Do meu sagrado livro de orações.

 

Uma graça

O teu feliz destino! Alguém te diz ao ouvido,

Quando cismas, à noite, e procuras saber

Toda a origem do teu destino, percorrido

Até esta hora, desde o seu alvorecer...

Alguém, baixo, te diz: — Ficarás convencido

Que o teu destino foi, e continuará a ser

O de um alveonador robusto e destemido,

As misérias vencendo, em pleno entardecer...

E para que não possa o teu peito vergar

Ao cruel desalento; e a tua alma chorar,

Nem perderes o olhar na abóbada estrelada,

Uma graça terás, num divino clarão,

De encontrares a água, e encontrares o pão,

Nessa eterna e formosa e sacrossanta estrada.

 

Viver cumprido

Na terra ficará o meu corpo, dormindo

Até que se desmanche ou se transforme em lama...

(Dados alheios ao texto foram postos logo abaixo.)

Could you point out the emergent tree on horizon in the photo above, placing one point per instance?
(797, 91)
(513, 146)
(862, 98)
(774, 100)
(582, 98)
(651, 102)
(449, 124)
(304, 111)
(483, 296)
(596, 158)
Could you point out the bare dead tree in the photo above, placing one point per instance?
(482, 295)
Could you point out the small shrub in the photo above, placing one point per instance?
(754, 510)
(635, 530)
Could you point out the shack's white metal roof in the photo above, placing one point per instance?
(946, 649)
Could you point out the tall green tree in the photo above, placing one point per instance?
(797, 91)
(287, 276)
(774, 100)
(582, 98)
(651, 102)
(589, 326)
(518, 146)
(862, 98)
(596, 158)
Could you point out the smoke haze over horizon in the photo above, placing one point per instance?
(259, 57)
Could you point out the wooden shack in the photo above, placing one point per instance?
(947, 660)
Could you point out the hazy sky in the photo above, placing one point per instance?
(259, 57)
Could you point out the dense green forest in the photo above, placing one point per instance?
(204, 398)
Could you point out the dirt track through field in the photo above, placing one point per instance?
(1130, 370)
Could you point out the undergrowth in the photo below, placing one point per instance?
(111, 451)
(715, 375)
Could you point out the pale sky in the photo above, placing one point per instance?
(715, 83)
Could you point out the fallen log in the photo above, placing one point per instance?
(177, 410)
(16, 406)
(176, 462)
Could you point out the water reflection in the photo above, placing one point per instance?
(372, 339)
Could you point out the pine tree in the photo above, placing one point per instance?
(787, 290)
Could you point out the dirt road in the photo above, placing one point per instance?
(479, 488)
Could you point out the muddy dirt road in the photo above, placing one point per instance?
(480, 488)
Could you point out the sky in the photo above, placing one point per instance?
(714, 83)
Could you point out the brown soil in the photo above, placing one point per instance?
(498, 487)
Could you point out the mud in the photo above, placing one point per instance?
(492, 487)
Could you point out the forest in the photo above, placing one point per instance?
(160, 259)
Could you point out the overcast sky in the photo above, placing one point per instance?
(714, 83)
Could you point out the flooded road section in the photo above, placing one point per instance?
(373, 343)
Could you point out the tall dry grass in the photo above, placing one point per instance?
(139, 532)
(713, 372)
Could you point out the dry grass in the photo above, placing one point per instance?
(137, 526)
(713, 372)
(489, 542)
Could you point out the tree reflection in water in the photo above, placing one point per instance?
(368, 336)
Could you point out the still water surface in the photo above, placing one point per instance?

Enquanto isso, no Azul, campos irão se abrindo,

Na eterna floração que de prata os recama.

A cada hora chegada irei mais subindo,

Orvalhado da luz que dos céus se derrama,

Para me abençoar com perfumes, e ungindo

Minhas mãos, e meus pés, e a minha fronte em chama.

É que de Deus será a maior recompensa

Aos meus gritos de mágoa, e à minha dor imensa!

A tudo quanto tenha a minha alma sofrido

Na profunda mudez dos profundos sigilos,

Dos sempre, sem cessar, com seus olhos tranquilos,

Firmes de haver na crença o seu viver cumprido.